Perhaps you’re thinking, doesn’t Google Analytics do the same thing? It does - but the problem is - Google is always anonymous data. With a lead intelligence tool, you can see the actual business who visited, what industry they belong to, their location, how large the company is, what source drove them to the website, what pages they spent time on, and for how long. They also provide contact information for those businesses.

What to do with it

The beauty of lead intelligence is that you know the identified business is interested and/or familiar with your company. Or else they wouldn’t be on your site. They are likely not at the purchase stage yet (or else they would have directly reached out to you), but, likely, they are at least in the research or consideration stages. And that’s huge. Take a closer look at company fit, the pages they viewed, and the content they digested, and decide how you’d like to approach them.

You have a few options: you can call, send an email, connect or engage on social media, send a direct mail piece, or enter them into a list to be advertised to later (i.e., remarketing helps stay top of mind and/or helps draw those users back to the site). Typically, lead intelligence users embrace at least one outreach method and help increase the number of prospects on their call or email lists. It can also help shorten the buying cycle.

SALES INTELLIGENCE Where it comes from

Sales intelligence is similar to that of lead intelligence with one major distinction - it is customer data among folks that have indirectly expressed interest in your product rather than directly. Let me explain it this way: lead intelligence looks at visitors on your website, so they’ve directly shown that they are interested in what you are selling. Sales intelligence looks at external buying signals to indicate how interested and ready they might be in your industry, product, or service. It’s sourced from content they’ve consumed online, ads shown to them, events they’ve participated in, and many other online resources. It’s sometimes called “intent” data.

Beyond intent data, sales intelligence also features rich, accurate contact information for folks that you might want to reach out to based on your ideal customer profile. They feature HUGE databases of business information and contact details. This could include location, title, company size, industry, tenure, and more. Two of the larger sales intelligence platforms are ZoomInfo and Cognism.

What to do with it

Like lead intelligence, you have the same outreach option when looking at your sales intelligence data. Perhaps you might want to connect on LinkedIn to get a conversation going? Maybe a soft email featuring a personalized Vidyard video will spur a response? Maybe a friendly - but direct - phone call is deserved? Sales intelligence can help give you a peek at potential buyers and tee you up for a timely touch.

Many tools also have data enrichment capabilities. This means that, if connected to your CRM, they can reference their billions of bits of contact info, and keep your CRM’s database complete, full, and always up-to-date.

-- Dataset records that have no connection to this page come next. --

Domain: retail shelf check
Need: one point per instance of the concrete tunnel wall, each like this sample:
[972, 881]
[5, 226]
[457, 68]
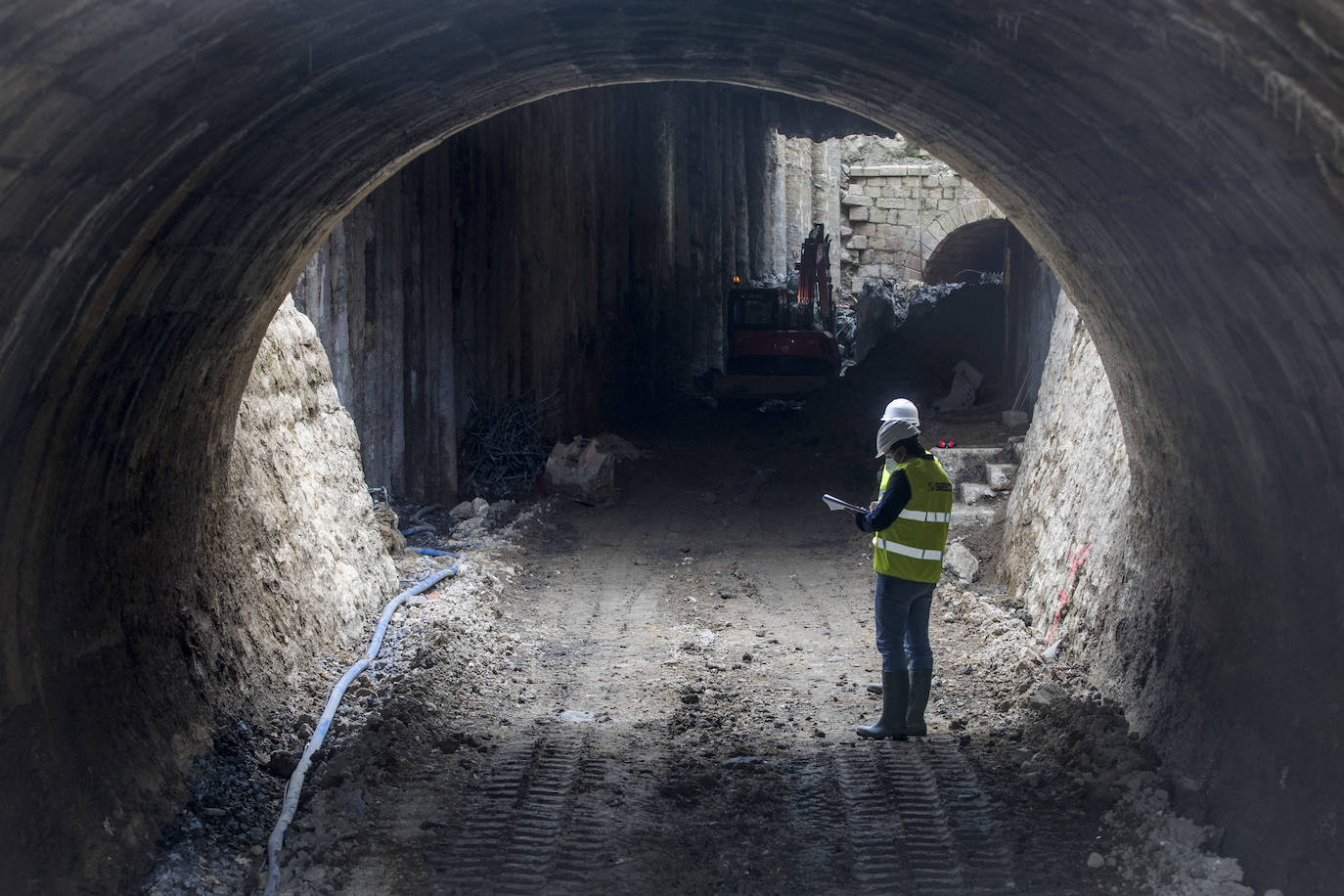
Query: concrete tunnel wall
[165, 171]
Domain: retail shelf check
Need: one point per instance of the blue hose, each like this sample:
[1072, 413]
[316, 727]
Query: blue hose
[295, 781]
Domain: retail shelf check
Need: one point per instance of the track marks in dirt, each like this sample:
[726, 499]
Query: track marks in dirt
[527, 830]
[901, 819]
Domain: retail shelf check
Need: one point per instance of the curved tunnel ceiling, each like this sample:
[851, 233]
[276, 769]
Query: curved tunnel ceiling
[164, 171]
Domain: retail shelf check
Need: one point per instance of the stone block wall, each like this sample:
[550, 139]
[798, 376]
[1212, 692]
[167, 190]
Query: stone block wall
[578, 247]
[895, 215]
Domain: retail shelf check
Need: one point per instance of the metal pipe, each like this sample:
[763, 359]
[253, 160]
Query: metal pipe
[295, 781]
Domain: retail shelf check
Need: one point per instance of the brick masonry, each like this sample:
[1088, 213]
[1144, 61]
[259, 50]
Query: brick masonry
[898, 214]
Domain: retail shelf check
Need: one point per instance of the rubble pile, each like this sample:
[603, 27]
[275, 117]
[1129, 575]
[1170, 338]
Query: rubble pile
[439, 643]
[502, 446]
[1037, 723]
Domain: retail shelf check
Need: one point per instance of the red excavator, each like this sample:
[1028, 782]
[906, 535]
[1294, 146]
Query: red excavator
[783, 344]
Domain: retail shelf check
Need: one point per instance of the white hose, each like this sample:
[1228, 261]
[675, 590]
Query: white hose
[295, 781]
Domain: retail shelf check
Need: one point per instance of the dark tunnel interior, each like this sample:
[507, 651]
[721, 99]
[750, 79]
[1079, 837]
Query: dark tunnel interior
[167, 171]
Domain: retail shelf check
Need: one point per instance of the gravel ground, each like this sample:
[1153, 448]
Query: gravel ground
[658, 696]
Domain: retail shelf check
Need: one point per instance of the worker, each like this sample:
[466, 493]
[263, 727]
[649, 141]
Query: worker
[909, 521]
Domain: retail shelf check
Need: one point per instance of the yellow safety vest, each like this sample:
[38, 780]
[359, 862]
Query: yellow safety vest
[912, 547]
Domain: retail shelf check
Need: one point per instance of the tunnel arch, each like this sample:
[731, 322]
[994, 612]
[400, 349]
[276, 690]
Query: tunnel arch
[953, 236]
[165, 171]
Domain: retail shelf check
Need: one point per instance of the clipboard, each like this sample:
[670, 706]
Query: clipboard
[836, 504]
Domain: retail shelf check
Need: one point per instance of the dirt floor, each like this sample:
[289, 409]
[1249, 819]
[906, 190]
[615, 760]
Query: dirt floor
[660, 696]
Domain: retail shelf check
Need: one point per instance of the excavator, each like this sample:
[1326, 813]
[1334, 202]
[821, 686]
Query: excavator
[781, 344]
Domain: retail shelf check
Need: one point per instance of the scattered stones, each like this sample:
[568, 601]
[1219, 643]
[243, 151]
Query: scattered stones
[960, 561]
[578, 716]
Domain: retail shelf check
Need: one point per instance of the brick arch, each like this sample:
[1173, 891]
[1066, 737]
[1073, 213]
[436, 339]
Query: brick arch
[933, 234]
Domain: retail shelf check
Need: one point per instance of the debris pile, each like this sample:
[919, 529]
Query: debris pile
[886, 305]
[582, 470]
[1052, 733]
[502, 446]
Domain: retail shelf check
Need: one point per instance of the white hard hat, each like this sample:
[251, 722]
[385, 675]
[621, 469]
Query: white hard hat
[894, 431]
[902, 409]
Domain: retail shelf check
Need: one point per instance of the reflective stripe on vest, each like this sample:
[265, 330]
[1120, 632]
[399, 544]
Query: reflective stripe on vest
[924, 516]
[905, 550]
[912, 547]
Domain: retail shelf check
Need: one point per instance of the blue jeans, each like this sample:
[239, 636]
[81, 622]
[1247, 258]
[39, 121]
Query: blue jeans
[902, 611]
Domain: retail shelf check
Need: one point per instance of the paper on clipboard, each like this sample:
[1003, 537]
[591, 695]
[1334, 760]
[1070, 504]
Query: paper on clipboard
[836, 504]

Finally, sales triggers help warn you of potential needs that these buyers may have. By referencing important online news - like an acquisition, a round of new hires, or a new product launch - you can help better time your outreach. CRM data, lead intelligence, and sales intelligence lists can also be uploaded as custom audience lists into advertising platforms for improved remarketing efforts too.

Summary

If your distributorship isn’t leveraging customer data yet, it’s time to get moving!

The massive explosion of data software and its ability to source, store and act upon customer data has opened up a new world of opportunity for savvy sales and marketing folks.

To avoid getting overwhelmed (or misusing the data), it’s important to always start with a plan. Outline what you’d like to accomplish with the data, identify where you’ll need to go to get it, and how you’ll ultimately use it.

Make sure sales and marketing teams are aligned, so they use the data to support each other and the company. If used right, data can help you find and talk to more potential buyers and help close more deals.

Lastly, always make sure to respect CAN-SPAM, CCPA, GDPR, and any other laws that apply to your data and your business.

That’s all for now. Happy Data Diving!